Em abril de 2010, Fernanda Flores escreveu um texto para o blog intitulado “Criança namora?” falando sobre o nosso posicionamento aqui na Vila com relação a “namoros” na infância, em que disse:

[…] na escola, deixamos claro para nossos alunos que namoro não é algo do universo infantil e que o que vivem com seus colegas são relações de amizade, de descoberta de afinidades, intensas e mutantes, parte integrante da vida de crianças!

Lá, naquele momento, mais precisamente na própria semana da postagem, o texto repercutiu e gerou um debate que durou mais alguns dias de forma pública e on-line no próprio blog. Principalmente, mães e educadoras se arriscaram a publicar o que pensavam sobre o tema:  

Não sei se concordo com este discurso de ‘criança não namora’. Sou educadora e, quando criança, tive meus namoradinhos ([…]. Vocês discordam?

pra minha filha, por exemplo, o beijo na boca é algo tão escatológico e nojento quanto ‘xixi, cocô e pum’, o que evidencia o quanto essa ação não faz sentido para ela.

O interessante a observarmos aqui é como este tema é polêmico, em seu sentido mais puro: gera inquietações, leva a reflexões, a se lembrar da própria experiência quando criança, toca na vida pessoal e na vida profissional de alguns e traz a necessidade de diálogo, de seguir pensando sobre.
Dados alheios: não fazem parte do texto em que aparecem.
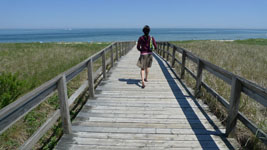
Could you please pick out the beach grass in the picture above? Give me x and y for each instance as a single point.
(246, 58)
(25, 66)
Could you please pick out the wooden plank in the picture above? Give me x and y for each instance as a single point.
(147, 130)
(234, 105)
(147, 143)
(167, 137)
(64, 106)
(132, 147)
(222, 100)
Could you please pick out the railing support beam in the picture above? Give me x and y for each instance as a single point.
(199, 78)
(91, 78)
(183, 64)
(64, 106)
(234, 105)
(173, 56)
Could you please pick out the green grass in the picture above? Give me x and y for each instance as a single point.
(246, 58)
(252, 41)
(25, 66)
(35, 63)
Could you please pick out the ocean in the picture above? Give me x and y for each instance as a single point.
(109, 35)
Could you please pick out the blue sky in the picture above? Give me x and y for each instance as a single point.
(133, 13)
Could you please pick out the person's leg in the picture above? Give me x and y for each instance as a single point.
(146, 70)
(142, 77)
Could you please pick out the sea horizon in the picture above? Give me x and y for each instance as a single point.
(125, 34)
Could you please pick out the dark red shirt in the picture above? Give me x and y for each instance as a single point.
(144, 44)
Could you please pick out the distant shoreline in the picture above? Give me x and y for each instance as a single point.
(124, 34)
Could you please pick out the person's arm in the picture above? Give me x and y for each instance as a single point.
(139, 44)
(154, 43)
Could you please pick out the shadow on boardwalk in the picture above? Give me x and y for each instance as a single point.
(131, 81)
(191, 116)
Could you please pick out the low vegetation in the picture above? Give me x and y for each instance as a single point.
(246, 58)
(25, 66)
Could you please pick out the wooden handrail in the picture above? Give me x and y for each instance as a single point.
(19, 108)
(238, 84)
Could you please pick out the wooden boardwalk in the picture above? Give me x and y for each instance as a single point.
(161, 116)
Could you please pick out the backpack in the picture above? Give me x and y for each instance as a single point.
(151, 45)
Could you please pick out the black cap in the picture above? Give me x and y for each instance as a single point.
(146, 29)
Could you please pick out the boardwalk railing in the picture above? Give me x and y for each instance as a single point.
(16, 110)
(238, 85)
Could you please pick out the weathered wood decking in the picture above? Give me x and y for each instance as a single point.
(161, 116)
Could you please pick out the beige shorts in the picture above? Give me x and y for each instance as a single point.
(145, 61)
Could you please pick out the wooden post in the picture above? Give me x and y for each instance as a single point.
(160, 49)
(173, 56)
(234, 105)
(163, 50)
(91, 78)
(183, 64)
(117, 54)
(122, 48)
(111, 56)
(168, 46)
(104, 64)
(199, 78)
(64, 106)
Quando dizemos que “criança não namora” na escola, em geral, com essa frase, não queremos encerrar a conversa com elas e com as famílias, mas, sim, iniciá-la. E aqui é importante situar: normalmente, o assunto surge como tema de conversa em casa, na escola ou entre as crianças por volta dos 6, 7 anos e segue até os 8, 9 anos. Isto ocorre à medida que as crianças dessa faixa etária vão vivendo intensamente suas relações afetuosas na escola. O convívio diário com as outras pessoas, mais velhas, mais novas ou da mesma idade, seja na hora de brincar ou na hora de estudar, gera uma série de descobertas, dúvidas e sensações. Assim, as crianças vão gradativamente aprendendo a entender e reconhecer essas situações e esses sentimentos, bem como a lidar com eles.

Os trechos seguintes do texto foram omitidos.